The kingdom of Karthia is ruled by the dead and sustained by the living, and mediated by those with the Sight. It is a world so perfectly balanced that change itself has been forcibly banished: the undead King Wylding has decreed that all remain as it was when he lived, and for two hundred years it has remained so, thanks in no small part to the ice-eyed necromancers who serve the king.
Odessa is a particularly gifted necromancer, one who can innately sense the ever-shifting locations of the deadlands. She values her work and is valued in turn, favored by the king as his “sparrow,” one who swiftly returns him from his periodic dips into death. He and those like him, the undead in command of their faculties, are prone to madness the more time they spend outside the deadlands and so must repeatedly die to refresh themselves. But the process is not without danger: if anyone living glimpses the flesh of the dead, those dead become mindless horrors called Shades, and all their wisdom turns to hunger.
But Odessa and her fellow necromancers are beyond careful to never let that happen. Yet despite their precautions, Shades and deaths are rising. In such a tormented world, is it possible to keep faith with the dead and the living? Is it better to hold on, or to let go?
I was promised a book that exploded gender boundaries (see jacket quote), but this really just features plenty of gay, bi, and lesbian characters. Don’t get me wrong, I am thrilled we now can have books where this is pervasive and un-remarked-upon. But it’s not really exploding any boundaries. There are gay people. Their romances are sweet and fraught and loving, each depending more on the individuals in them than any sort of tokenism. I love it, but it’s not exactly an explosion–and honestly, I prefer it that way.
Moving on: We’re told that Odessa loves life, that she cared even for insects and shrubs, and that she loves to dance and drink and have fun. But that supposed exuberance hardly penetrates the narrative voice. Odessa seems affectionate but not passionate, and driven but not terribly happy or deeply in love with the world. Much is made of her strong emotions, but–and perhaps this says more about me than the book–none of her reactions seem out of proportion. Unwise, perhaps, but not excessive. Nevertheless, I enjoyed following her through this world.
The writing is adequate to the story but not anything compelling on its own. I appreciate the effort put into the depictions of grief but it all just ends up seeming rather perfunctory. The broad swaths are there, but anyone who has experienced deep loss will be looking for particularity and reflection, and find themselves not entirely satisfied.

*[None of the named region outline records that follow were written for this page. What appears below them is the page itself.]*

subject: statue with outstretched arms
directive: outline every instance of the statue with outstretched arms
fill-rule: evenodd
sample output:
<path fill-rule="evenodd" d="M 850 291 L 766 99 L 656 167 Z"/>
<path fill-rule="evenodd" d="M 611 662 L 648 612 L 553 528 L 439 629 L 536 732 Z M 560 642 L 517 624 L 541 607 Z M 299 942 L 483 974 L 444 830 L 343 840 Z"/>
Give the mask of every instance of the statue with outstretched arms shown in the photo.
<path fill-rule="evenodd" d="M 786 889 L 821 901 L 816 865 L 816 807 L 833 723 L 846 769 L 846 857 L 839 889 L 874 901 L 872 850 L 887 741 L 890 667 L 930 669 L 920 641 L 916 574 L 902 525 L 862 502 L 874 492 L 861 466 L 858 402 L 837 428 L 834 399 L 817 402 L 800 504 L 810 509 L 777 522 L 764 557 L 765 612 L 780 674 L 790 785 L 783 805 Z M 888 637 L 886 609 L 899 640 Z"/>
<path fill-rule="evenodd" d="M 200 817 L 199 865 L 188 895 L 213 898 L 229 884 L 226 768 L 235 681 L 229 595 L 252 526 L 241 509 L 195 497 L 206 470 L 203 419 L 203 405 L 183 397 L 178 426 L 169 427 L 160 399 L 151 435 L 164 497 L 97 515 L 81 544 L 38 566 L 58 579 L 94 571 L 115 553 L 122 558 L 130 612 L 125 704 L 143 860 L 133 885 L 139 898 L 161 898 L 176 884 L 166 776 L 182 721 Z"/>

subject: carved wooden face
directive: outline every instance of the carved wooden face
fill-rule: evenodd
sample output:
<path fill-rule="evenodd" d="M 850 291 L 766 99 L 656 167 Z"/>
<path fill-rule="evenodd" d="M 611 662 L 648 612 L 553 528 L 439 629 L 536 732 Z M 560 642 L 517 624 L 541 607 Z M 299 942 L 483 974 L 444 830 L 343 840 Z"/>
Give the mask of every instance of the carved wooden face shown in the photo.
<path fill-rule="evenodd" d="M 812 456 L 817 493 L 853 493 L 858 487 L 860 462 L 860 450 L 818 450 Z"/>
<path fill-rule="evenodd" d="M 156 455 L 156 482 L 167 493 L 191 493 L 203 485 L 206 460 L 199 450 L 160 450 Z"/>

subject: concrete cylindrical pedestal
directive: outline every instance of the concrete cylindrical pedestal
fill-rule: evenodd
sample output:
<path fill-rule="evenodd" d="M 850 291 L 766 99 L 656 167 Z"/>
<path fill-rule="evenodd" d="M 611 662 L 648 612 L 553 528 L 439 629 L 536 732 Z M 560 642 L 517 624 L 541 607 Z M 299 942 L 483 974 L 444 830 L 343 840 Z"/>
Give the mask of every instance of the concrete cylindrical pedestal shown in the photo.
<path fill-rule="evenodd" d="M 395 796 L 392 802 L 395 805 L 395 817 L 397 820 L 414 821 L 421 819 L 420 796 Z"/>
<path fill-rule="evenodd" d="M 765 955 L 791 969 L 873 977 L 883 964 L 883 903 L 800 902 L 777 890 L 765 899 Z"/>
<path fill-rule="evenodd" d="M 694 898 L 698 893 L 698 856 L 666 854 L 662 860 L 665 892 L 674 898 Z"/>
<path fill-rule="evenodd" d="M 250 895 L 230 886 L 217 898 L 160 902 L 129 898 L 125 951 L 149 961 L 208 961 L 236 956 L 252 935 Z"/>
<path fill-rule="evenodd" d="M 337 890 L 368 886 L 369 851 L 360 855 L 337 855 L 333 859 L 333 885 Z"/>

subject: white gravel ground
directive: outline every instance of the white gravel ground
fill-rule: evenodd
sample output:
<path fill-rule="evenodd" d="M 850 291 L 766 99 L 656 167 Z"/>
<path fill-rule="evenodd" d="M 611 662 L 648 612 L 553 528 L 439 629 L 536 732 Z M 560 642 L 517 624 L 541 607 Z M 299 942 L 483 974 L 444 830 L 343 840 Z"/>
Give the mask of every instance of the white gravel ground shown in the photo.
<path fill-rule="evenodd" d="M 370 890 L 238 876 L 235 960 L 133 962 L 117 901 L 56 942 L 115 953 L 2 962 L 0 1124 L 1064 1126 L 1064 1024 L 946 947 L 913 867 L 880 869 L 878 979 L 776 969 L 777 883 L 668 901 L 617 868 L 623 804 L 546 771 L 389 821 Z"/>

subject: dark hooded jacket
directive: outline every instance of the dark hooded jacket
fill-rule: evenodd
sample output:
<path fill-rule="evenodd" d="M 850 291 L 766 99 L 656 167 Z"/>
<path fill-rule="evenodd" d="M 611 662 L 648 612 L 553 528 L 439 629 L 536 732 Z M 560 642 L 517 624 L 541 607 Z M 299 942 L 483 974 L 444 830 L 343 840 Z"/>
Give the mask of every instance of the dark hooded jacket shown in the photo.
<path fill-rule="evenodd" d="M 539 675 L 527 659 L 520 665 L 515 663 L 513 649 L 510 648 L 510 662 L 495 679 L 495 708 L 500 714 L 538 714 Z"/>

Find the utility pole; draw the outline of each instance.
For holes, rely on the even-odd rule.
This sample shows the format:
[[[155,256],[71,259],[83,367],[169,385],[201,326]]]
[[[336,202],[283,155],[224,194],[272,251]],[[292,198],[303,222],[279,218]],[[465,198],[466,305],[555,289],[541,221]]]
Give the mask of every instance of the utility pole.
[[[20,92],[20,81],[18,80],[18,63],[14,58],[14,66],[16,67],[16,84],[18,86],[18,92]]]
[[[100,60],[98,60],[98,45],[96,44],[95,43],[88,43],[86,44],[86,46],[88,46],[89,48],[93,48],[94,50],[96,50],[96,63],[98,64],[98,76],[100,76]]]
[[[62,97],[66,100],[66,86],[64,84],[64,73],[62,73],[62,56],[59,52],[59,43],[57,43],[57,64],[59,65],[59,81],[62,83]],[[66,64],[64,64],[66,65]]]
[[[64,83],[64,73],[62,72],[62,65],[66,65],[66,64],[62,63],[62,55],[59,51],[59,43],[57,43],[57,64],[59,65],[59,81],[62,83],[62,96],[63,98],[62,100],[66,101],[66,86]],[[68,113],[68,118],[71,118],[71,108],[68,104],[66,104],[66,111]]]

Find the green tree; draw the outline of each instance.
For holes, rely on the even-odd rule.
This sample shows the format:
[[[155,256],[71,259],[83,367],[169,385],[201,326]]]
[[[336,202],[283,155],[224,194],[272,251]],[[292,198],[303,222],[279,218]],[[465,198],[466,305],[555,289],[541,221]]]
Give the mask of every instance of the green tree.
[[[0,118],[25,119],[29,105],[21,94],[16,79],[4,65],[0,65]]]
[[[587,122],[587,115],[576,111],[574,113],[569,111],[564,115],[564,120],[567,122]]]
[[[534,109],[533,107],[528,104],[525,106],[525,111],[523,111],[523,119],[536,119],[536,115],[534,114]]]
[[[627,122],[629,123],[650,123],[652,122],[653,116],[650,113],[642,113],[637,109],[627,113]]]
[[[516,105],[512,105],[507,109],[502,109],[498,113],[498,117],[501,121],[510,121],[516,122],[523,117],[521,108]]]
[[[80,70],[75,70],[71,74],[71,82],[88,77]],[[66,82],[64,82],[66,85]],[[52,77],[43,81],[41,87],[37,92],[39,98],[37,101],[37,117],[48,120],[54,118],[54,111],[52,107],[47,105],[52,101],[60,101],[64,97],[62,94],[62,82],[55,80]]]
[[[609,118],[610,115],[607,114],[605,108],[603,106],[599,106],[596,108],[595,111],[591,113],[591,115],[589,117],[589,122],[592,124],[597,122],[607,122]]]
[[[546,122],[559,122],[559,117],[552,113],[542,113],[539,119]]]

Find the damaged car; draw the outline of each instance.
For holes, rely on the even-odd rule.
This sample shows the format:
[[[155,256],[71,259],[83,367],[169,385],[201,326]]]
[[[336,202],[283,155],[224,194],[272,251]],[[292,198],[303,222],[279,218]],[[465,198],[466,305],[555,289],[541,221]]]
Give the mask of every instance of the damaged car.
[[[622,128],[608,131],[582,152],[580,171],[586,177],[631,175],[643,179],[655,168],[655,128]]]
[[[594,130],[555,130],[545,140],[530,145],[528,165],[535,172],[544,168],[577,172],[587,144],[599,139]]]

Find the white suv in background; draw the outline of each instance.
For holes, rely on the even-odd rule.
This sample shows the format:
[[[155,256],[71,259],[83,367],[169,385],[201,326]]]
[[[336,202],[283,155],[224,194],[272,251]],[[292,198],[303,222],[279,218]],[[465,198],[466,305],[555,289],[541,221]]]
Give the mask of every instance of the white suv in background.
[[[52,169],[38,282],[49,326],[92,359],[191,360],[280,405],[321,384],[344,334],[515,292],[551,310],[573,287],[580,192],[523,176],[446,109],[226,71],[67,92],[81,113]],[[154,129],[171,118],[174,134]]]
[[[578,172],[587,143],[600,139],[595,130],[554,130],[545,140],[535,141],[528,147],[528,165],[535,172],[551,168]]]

Sarah Glenn Marsh also takes on the topic of drug abuse, but I get the impression that Marsh hasn’t done her research. The character who experiences it has some hallucinations, but also some nice friends who chain her to a bed, and then she’s functional again, whee! Even if the author is trying to be delicate, this addiction and withdrawal is too pristine. We know she ups her dosage, but we don’t really feel her cravings. We know she is pained by withdrawal, but don’t see her vomiting, sweating, weeping. Marsh does too much telling rather than showing, and since we don’t see the physical toll, the emotional toll is limited.
It’s also just so compressed. Grief leads to a potent addiction, and then intervention, withdrawal and recovery within a few weeks. But it’s so pat that it ends up seeming like this is all a straightforward, totally reasonable process, when in reality it’s anything but.
Actually, the entire book is just a little too compressed. We don’t get a chance for breath from the action, and neither do the characters, meaning that no one takes the time to step back and consider larger issues. There’s the very large issue of whether the dead are worth the potential risk of Shades, and then there are the issues of trust, danger, and romance that characters are constantly reacting to, but rarely acting upon. This makes them seem more foolish than they ought to be, even the minor ones.
The most unfortunate example of this is when the nobles openly turn against the necromancers, which makes very little sense, since they depend utterly on the necromancers to raise them from the dead. There are literally no other alternatives. Why antagonize the people who can decide to leave you dead instead of resurrecting you? Or, even if you suspect them of a plot, why confront them about it directly? The dead don’t seem to be any wiser than the living, and it’s a mystery why the status quo has held for so long. Sure, the king has outlawed change (the exact nature of which is never explicit, since some things, like altering security and promoting people, seems fine), but we never see consequences for violating that. We don’t see suppressed rebellions or detainment of potential escapees.
Perhaps this is a meditation on complacency, but we do see plenty of reasons to despise the status quo. Plague, poverty, inequality–and let’s not underestimate humans’ natural inclination to change. So what exactly is holding people back? How could one king be so beloved that citizens would endure decade after decade of the same thing? I’m not saying that King Wylding isn’t appealing, but we don’t see evidence of such superlative greatness that would justify outlawing change itself.
King Wylding isn’t the villain, though. One of the villains is…well, if you’ve read any of the Sabriel books, particularly Clariel, you will see some similarities. I sighed when I read it. This book doesn’t really want to draw comparisons with Garth Nix, because it will lose.
The denouement and climax are predictable and poorly paced. Also, even though his methods are stupid (wrong too, but mostly stupid), I agree with the villain. Not in a oh-but-he’s-so-hot-and-misunderstood way; in an actual, factual, his-ideas-are-superior way. Odessa decides that he’s mad, but I think he’s insightful. In another story, he’s the hero. Oh, he ruins it by being unnecessarily violent, but I think that was needed to make this even seem like a reasonable fight. And that’s disappointing, because the ideas are in conflict with the execution (pun intended) and the whole thing becomes an emotional muddle, though a readable one.
This is a good effort from Marsh, but I don’t think she’s gone deep enough with her characters or the topics. The world, the ideas, and the motivations are all there, but the execution doesn’t elevate them. Perhaps if we return to this world and see what happens a little further on in time, or long before the era of No Change, we might find some challenges really worth exploring.